RRSP-to-RRIF conversion deadline needn’t be so scary, experts advise

By Dan Healing, The Canadian Press

CALGARY — For Canadians who’ve made faithful contributions to an RRSP for most of their working lives, converting it to an RRIF may seem a terrifying milestone.

Overnight, your nest egg that has steadily grown for decades becomes a declining asset, with a government-mandated, taxable annual minimum withdrawal to ensure its gradual depletion.

Retired investors might decide they need to make big changes to the investment mix in their registered retirement savings plan (RRSP) to brace for the feared impact of its conversion to a registered retirement income fund (RRIF).

At that time, it’s best to take a deep breath, talk to a trusted financial adviser, and realize that no change at all is often better than too much, says James McCreath, portfolio manager for BMO Nesbitt Burns in Calgary.

“One of the biggest mistakes people can make is getting too concerned with recalibrating things just because it’s a change on the title of the account or the structure of the account,” said McCreath, pointing out there’s no legal requirement to change any of the investments in an RRSP when it becomes an RRIF.

“The RRSP-RRIF conversion is a small portion of the overall planning for retirement. It’s a tax issue that the government has,” agreed David Popowich, portfolio manager with Popowich Karmali Advisory Group CIBC Wood Gundy in Calgary.

“It has very little to do with the success of an overall retirement plan. People get confused about that all the time.”

An RRSP can be converted to a RRIF at any time, but must be turned into a RRIF, annuity or paid out in a lump sum by the end of the calendar year in which the investor turns 71.

Aside from the fact that one is designed to allow tax-sheltered growth and the other to allow the government to start to receive long-delayed tax payments, RRSPs and RRIFs are similar creatures.

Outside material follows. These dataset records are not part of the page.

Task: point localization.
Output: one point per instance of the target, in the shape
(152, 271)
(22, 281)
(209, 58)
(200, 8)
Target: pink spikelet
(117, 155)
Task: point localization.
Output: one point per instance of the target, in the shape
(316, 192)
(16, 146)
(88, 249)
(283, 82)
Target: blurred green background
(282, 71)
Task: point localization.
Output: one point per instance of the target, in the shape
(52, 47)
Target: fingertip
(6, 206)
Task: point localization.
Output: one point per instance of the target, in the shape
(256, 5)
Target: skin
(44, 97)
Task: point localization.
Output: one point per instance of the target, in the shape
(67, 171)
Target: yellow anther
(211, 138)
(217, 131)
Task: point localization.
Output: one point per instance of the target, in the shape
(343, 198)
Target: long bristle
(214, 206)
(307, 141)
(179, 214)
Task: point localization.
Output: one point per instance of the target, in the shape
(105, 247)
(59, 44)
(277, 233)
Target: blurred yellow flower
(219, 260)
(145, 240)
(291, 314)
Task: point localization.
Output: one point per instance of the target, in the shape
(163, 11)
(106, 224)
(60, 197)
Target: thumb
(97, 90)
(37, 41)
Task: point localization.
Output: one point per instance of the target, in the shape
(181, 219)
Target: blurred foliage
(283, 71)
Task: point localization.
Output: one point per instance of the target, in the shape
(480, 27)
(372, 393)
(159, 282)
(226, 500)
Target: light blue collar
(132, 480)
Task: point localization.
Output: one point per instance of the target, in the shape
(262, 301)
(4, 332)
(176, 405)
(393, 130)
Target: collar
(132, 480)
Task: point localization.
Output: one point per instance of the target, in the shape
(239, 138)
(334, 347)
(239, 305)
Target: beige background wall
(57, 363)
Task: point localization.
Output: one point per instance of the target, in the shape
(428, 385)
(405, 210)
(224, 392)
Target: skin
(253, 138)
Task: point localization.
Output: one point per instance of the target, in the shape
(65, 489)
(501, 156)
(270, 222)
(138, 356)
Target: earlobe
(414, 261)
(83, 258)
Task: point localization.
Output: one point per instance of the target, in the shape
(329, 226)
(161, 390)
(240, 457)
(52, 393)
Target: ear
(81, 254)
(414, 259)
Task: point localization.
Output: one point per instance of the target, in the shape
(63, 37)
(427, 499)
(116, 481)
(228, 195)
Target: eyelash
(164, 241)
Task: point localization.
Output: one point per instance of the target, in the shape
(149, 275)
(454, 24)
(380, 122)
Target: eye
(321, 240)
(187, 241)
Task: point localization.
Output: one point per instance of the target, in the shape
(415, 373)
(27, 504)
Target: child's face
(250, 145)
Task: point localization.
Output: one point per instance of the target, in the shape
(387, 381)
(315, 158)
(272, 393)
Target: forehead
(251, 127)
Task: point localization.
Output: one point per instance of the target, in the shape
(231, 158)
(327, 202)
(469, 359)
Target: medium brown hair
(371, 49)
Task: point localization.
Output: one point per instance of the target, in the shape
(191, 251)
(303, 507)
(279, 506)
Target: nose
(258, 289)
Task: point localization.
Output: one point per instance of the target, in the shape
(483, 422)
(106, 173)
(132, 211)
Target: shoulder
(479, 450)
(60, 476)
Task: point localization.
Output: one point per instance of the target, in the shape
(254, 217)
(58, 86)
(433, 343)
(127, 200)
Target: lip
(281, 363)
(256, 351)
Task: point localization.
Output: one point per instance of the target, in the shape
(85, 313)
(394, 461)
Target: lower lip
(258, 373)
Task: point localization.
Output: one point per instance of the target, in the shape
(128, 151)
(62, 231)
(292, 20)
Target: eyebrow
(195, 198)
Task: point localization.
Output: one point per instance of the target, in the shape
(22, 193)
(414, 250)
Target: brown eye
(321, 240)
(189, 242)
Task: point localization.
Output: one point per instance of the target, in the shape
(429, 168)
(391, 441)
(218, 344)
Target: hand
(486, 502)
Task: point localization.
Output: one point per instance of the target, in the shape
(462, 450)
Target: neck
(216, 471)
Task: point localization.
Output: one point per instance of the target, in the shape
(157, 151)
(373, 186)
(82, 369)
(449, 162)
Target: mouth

Both can contain many types of investments. The investor has the right at any time to redistribute assets within the account. You can have more than one RRSP or RRIF account at the same time. You can withdraw from either, but the funds are taxable except in certain circumstances.

Although no new money can be added to the RRIF once it’s established, you can decide which investments in the RRIF are best liquidated when it comes time to withdraw the money.

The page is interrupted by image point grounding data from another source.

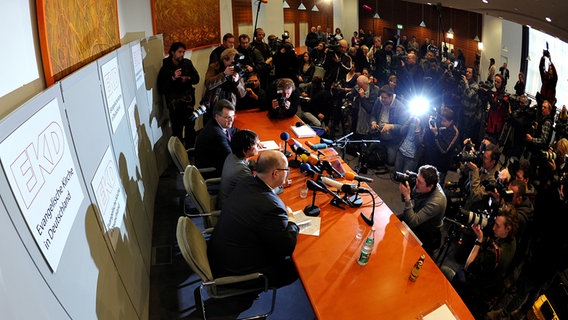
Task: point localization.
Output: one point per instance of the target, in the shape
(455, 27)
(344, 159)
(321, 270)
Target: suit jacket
(253, 233)
(212, 146)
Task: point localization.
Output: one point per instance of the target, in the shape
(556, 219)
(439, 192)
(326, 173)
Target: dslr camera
(405, 177)
(238, 65)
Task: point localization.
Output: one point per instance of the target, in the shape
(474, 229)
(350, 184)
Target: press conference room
(92, 199)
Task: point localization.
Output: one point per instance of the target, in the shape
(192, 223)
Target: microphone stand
(355, 199)
(370, 221)
(295, 163)
(312, 210)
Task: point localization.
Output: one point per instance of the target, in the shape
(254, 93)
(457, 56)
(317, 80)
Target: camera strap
(497, 251)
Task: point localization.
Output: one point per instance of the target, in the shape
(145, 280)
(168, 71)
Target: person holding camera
(285, 99)
(255, 97)
(478, 177)
(223, 81)
(488, 264)
(440, 142)
(175, 81)
(424, 207)
(549, 79)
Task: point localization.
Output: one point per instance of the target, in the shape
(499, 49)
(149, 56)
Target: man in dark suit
(212, 143)
(254, 232)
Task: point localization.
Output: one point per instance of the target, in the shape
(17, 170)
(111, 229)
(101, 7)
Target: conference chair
(202, 194)
(193, 248)
(180, 157)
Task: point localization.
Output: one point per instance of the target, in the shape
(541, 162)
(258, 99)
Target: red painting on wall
(195, 23)
(75, 32)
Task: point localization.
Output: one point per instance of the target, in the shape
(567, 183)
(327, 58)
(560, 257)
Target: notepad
(268, 145)
(304, 131)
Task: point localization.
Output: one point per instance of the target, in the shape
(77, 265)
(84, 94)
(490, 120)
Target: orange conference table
(337, 286)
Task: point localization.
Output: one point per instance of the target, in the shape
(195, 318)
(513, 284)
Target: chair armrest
(214, 213)
(206, 170)
(213, 181)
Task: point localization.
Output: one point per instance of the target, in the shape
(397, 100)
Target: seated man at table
(212, 143)
(424, 207)
(254, 232)
(244, 145)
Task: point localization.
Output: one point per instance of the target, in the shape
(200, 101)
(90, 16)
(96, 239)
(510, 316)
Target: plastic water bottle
(367, 248)
(416, 270)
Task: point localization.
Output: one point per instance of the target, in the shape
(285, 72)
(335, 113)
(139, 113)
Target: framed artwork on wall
(75, 32)
(195, 23)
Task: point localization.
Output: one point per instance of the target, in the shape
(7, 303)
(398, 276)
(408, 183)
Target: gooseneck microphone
(352, 176)
(284, 136)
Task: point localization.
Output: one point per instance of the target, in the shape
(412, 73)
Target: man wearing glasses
(254, 232)
(212, 143)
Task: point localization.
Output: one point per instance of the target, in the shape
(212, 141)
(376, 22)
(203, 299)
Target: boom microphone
(198, 112)
(344, 187)
(352, 176)
(285, 136)
(297, 147)
(316, 146)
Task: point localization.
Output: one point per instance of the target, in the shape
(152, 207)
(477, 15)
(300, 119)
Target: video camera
(483, 218)
(409, 177)
(238, 65)
(500, 188)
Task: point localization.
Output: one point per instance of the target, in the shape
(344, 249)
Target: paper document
(304, 131)
(268, 145)
(443, 312)
(308, 225)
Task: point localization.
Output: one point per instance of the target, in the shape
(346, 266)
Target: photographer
(284, 98)
(499, 107)
(440, 142)
(486, 174)
(175, 81)
(488, 264)
(223, 81)
(549, 79)
(424, 207)
(255, 96)
(520, 117)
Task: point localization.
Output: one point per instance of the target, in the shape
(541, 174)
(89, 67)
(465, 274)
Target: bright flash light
(419, 106)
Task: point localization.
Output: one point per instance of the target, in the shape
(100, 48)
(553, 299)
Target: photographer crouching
(424, 205)
(482, 277)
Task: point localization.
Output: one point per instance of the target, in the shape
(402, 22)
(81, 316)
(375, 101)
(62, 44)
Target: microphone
(330, 169)
(198, 112)
(316, 146)
(327, 141)
(307, 168)
(344, 187)
(352, 176)
(297, 147)
(285, 136)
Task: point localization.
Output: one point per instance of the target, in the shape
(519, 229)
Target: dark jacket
(253, 233)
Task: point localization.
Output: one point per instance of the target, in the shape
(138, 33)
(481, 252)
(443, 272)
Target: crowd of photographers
(510, 149)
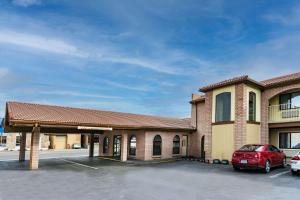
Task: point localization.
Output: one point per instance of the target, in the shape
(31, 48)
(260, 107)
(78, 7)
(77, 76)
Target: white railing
(283, 113)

The simplest way to deal with an RRIF is to cash some or all of the investments and buy an annuity, usually from an insurance company. The annuity is then held inside the RRIF account and pays a guaranteed income for life or another set period of time to the investor, who pays taxes on the amounts received.

The downside of an annuity is that it can drain the retiree’s savings, leaving nothing for the heirs, and there’s no protection from the buying-power erosion of inflation, a growing threat given longer average lifespans.

Deciding on what asset mix to hold in your RRSP or RRIF is made more complicated by current low interest rates — the classic 60-40 equity-fixed income split isn’t necessarily what savers should be focused on. 

“As life expectancies have pushed out, you want to make sure within the RRIF you’re creating not only the income you need but also some growth, so if you live for a long time, you have enough money to draw on,” McCreath said.

Popowich suggested investors should think in terms of placing their assets in “buckets” tagged income, growth, health and legacy.

As retirement nears, an investor should assign enough low-risk assets to the income bucket to fund his or her lifestyle (along with private and government pensions and other income sources) for the next 10 years or so.

Meanwhile, a second bucket should be filled with enough assets to be invested in higher-risk, higher-reward vehicles to generate larger returns with the goal of refilling that income bucket for when it’s needed.

“It’s almost impossible to maximize predictable, sustainable, tax-efficient income at the same time as maximizing growth,” Popowich said. “Those are, in my opinion, mutually exclusive objectives.”

Bucket No. three covers anticipated expenses related to health. A person’s home might be placed there, for example, to be sold or mortgaged in the event that poor health requires the saver to enter a care facility, he said.

The last bucket sets aside assets to be saved for the retiree’s heirs.